The Coventry blitz (blitz: from the German word Blitzkrieg meaning "lightning war" listen ) was a series of bombing raids that took place on the English city of Coventry. The city was bombed many times during the Second World War by the German Air Force (Luftwaffe). The most devastating of these attacks occurred on the evening of 14 November 1940.
At the start of the Second World War, Coventry was an industrial city of around 238,000 people which, like much of the industrial West Midlands, contained metal-working industries. In Coventry's case, these included cars, bicycles, aeroplane engines and, since 1900, munitions factories. In the words of the historian Frederick Taylor, "Coventry ... was therefore, in terms of what little law existed on the subject, a legitimate target for aerial bombing".

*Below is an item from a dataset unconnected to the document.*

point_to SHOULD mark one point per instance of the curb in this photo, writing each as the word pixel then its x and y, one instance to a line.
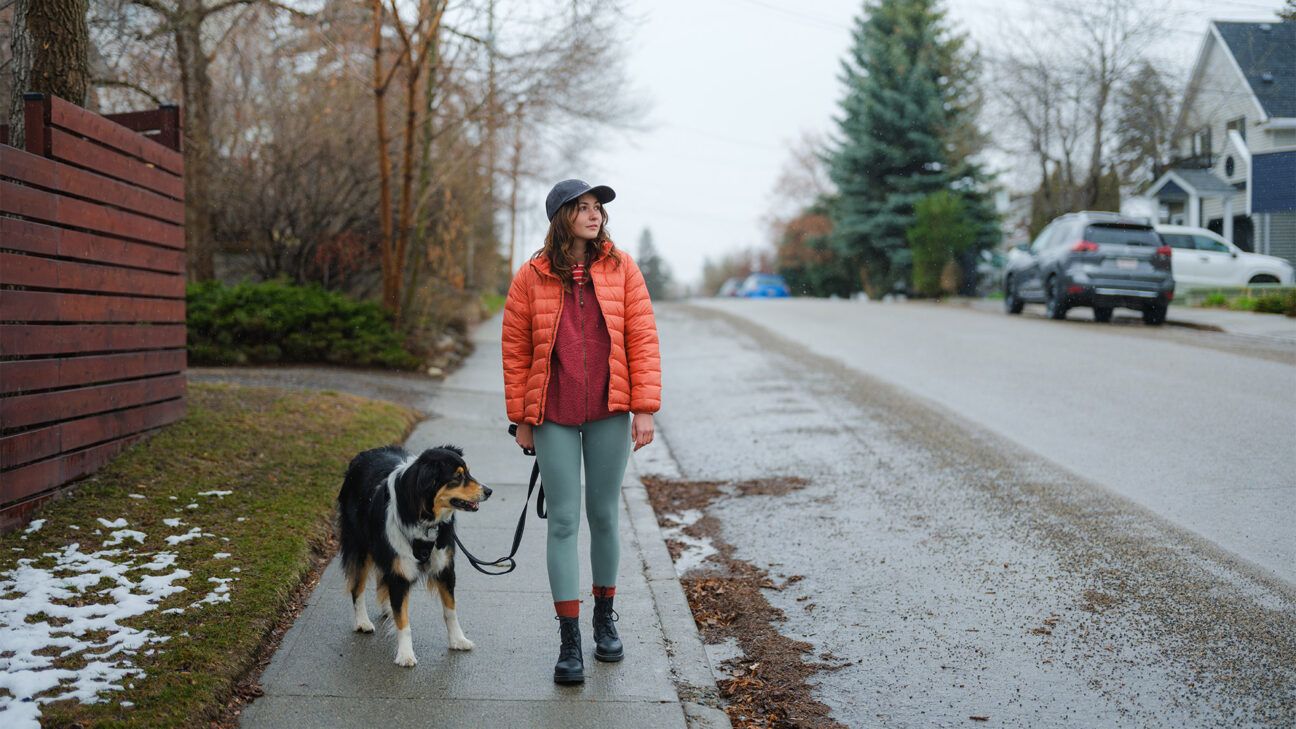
pixel 691 671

During the First World War, the advanced state of the machine tooling industry in the city meant that pre-war production could quickly be turned to war production purposes, with industries such as the Coventry Ordnance Works assuming the role of one of the leading munition centres in the UK, manufacturing 25 percent of all British aircraft produced during the war.
Like many of the industrial towns of the English West Midlands region that had been industrialised during the Industrial Revolution, many of the small and medium-sized factories in the city were woven into the same streets as the workers' houses and the shops of the city centre. However, it developed many large interwar suburbs of both private and council housing, which were relatively isolated from industrial buildings.